Providers themselves contract with multiple payers, so keeping up with provider directory requests also takes a lot of time and effort. As is, there are no standardized, streamlined, pain-free processes for this information to be collected, verified, and distributed.”
SOR: In addition to updating these directories to reflect accurate information, what other types of initiatives might help Oregonians gain better access to mental health care?
JZ: “Long-term, we just need more mental health providers, both in Medicaid and across payer types. So, we need to be addressing retention and recruitment of mental health providers who can’t currently meet the population’s mental health needs. That means attention to provider reimbursement, administrative burdens, training and educational pipelines, and reducing burnout and attrition. And making sure we are investing in mental health delivery systems and giving mental health care the attention it deserves.
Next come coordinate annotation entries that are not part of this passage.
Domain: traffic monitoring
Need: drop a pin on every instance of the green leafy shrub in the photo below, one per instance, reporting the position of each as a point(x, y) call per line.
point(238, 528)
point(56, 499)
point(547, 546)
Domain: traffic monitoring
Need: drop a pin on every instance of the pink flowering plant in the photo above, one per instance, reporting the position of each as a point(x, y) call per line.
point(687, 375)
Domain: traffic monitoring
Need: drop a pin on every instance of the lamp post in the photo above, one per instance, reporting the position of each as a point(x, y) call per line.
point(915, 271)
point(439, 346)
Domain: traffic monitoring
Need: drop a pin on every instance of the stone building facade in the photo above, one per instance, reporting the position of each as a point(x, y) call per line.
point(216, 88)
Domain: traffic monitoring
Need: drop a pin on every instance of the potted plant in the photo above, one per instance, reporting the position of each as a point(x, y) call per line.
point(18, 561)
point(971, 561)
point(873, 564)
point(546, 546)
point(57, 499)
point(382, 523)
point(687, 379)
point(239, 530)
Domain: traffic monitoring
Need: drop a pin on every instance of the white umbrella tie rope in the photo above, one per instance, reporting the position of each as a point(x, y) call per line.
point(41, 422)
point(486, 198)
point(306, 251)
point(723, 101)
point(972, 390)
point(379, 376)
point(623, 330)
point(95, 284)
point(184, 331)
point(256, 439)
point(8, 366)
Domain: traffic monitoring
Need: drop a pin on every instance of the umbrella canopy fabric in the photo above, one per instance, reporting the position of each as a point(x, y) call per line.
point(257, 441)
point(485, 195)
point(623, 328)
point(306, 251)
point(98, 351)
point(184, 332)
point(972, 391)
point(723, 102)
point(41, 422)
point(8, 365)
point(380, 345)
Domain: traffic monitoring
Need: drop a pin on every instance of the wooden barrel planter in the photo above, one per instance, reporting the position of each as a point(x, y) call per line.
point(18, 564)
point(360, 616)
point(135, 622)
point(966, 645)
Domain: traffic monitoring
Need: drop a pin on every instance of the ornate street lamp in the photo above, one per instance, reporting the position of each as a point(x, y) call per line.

Short-term, state Medicaid programs are all trying to come up with their standards for network adequacy. Network adequacy seems like a pretty intuitive concept. We want to make sure people are getting the care they need when they need it. But in reality, it’s been very nebulous and difficult to operationalize.
So, the first implication is that relying on provider directories to assess network adequacy has shortcomings. It may be preferable to use a combination of data and methods—including claims data and patient surveys—to come up with meaningful metrics around what constitutes an adequate network.”
This Q&A was edited for clarity and length.